The bone on the right is from a real chicken. It is from one of our cage-free New Hampshire Red roosters. As you can see, it grew a good, straight leg bone because it was fed properly and allowed to exercise. We got them as day-old chicks and raised them to adulthood. They start off looking like this, then after being cared for and fed every day they end up looking like this. Along the way, they get treated as good as any pet.

The more I learn about the modernized farming industry, the more determined I am to grow as much of our own food as possible. The dirt here is rough, lots of rock and clay. The animals are doing their part by creating more topsoil for us to garden on. It's not going to be as easy as just going to the supermarket, but it is the right thing to do. My family farmed this valley since the middle of the 18th century, my branch of it only left at the beginning of the 20th. Now I have to think of Caleigh and what kind of world she will grow up in and do the best I can to provide a good one for her. In our case, I feel that means doing so here in the country and not back in Lowell where I was born. Our garden there was only slightly bigger than my desk!

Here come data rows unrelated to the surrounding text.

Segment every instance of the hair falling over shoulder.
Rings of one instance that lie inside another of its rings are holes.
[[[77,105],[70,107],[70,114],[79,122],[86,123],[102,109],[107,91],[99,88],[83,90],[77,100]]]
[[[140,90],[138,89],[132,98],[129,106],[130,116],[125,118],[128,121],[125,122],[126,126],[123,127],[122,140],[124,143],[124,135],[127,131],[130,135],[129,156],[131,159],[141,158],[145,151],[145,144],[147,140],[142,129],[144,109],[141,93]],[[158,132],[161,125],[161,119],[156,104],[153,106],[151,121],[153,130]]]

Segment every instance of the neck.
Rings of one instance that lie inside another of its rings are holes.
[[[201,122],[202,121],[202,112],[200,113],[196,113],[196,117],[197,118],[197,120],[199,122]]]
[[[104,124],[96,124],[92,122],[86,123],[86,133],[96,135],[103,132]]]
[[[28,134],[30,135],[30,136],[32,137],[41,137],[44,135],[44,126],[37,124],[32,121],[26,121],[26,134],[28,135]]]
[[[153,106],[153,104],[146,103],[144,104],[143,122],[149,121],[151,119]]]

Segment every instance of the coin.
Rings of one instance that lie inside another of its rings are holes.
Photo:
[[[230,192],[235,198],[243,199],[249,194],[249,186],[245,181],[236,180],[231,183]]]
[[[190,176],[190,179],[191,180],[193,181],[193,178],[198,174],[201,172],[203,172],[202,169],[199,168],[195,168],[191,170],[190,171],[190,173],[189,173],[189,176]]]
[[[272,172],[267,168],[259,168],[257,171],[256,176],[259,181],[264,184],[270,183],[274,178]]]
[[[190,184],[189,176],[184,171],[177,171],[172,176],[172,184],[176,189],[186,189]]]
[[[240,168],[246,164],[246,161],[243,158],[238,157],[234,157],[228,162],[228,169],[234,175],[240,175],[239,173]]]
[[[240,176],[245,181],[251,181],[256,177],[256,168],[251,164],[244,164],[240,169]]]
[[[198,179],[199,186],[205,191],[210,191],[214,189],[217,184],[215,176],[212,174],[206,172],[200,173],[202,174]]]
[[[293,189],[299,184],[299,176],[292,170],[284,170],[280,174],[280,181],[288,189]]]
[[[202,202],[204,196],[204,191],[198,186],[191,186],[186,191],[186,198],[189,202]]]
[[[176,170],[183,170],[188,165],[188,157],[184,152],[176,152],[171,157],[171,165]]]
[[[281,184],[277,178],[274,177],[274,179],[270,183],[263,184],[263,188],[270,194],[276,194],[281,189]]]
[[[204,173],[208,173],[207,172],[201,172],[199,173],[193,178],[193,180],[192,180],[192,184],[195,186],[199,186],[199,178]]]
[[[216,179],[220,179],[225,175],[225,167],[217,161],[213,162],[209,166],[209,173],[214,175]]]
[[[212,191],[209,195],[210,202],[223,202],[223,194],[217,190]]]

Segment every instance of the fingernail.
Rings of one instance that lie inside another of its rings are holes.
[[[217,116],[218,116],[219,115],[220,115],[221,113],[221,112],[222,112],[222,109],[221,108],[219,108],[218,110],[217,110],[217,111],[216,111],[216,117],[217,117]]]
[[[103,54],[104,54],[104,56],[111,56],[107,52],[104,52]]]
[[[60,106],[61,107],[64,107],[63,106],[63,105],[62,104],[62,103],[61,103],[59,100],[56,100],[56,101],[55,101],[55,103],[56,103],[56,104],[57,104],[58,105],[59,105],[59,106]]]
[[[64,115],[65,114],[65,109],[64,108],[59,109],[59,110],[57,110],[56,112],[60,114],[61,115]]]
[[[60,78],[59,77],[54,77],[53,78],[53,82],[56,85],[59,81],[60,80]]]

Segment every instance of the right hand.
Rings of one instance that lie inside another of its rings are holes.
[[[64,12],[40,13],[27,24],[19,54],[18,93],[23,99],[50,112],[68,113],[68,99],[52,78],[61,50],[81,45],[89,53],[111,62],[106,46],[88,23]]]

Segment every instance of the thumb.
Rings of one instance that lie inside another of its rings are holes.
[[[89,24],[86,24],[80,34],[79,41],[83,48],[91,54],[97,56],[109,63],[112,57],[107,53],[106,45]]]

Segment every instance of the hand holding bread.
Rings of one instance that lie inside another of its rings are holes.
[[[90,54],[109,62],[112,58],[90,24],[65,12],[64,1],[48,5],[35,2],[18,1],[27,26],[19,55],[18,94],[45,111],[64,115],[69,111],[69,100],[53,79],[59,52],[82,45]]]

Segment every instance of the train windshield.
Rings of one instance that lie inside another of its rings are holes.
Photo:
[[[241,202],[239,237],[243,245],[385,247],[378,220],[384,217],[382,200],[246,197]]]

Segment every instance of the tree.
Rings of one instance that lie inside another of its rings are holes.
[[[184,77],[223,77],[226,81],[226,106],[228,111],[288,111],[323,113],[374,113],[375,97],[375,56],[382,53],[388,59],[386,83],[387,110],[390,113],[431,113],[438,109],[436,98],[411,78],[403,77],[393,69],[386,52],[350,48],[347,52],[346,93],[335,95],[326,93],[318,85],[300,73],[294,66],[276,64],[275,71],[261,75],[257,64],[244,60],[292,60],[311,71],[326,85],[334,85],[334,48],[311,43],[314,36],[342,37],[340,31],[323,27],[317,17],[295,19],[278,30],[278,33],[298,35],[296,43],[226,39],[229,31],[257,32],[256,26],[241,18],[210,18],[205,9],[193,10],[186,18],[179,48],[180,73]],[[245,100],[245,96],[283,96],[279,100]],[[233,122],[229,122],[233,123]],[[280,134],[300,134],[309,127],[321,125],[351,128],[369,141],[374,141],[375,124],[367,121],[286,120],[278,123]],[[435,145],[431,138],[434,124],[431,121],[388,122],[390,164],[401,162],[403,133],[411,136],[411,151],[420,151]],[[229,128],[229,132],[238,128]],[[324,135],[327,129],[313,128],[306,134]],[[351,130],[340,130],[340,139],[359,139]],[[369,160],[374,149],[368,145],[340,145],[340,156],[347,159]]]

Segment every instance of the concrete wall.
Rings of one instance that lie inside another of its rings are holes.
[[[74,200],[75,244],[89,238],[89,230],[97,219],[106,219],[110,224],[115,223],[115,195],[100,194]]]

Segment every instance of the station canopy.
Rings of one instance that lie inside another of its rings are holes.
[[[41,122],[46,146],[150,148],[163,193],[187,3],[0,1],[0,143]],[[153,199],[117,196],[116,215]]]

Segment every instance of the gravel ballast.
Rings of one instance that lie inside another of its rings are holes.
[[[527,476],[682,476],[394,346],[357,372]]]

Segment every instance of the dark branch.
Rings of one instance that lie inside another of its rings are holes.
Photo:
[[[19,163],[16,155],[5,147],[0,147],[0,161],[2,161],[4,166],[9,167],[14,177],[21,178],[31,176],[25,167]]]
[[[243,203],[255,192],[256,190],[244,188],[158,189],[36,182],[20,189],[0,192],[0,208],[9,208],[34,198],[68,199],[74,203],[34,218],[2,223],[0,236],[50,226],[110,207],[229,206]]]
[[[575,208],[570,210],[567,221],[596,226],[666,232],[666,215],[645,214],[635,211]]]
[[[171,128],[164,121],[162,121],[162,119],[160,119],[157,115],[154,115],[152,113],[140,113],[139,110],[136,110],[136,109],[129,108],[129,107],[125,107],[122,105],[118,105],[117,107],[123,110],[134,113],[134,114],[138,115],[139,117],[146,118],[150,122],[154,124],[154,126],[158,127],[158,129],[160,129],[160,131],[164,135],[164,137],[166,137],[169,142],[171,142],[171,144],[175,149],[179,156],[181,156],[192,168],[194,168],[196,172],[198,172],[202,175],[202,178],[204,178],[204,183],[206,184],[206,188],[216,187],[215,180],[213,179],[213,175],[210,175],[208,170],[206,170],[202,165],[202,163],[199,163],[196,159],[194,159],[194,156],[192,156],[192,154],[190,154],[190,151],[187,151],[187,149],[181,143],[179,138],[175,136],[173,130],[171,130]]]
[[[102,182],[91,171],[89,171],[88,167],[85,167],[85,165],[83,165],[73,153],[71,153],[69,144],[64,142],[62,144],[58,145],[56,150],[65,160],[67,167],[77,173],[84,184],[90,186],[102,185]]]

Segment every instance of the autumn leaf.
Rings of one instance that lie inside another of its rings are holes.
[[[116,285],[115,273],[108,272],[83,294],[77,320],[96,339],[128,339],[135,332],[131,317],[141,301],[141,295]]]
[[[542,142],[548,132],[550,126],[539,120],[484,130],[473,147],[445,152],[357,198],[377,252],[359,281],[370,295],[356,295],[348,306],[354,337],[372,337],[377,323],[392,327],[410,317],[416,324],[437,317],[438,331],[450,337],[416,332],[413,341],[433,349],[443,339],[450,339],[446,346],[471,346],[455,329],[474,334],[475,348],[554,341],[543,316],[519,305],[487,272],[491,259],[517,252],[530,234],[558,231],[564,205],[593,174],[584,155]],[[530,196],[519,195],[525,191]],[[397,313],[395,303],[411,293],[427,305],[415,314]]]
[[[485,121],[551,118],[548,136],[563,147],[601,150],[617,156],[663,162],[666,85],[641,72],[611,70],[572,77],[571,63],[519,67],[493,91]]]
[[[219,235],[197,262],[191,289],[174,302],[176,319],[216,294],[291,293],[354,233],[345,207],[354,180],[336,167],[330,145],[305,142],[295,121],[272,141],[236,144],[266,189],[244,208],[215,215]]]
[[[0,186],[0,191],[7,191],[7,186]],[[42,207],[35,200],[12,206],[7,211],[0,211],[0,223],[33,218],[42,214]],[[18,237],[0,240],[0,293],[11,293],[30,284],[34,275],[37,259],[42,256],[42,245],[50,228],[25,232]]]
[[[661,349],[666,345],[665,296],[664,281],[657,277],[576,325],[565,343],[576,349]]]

In a modern world where malnourished mutant chickens are a normal part of our diet, we as individuals need to take some control of our lives and for us it starts with what we eat. I'm not even going to get into my thoughts on the milk industry, I'm still too pissed off about what I recently learned to write about it politely.

OK, back to work! I've got a ton of things to do before Chester and I leave for Lowell tomorrow!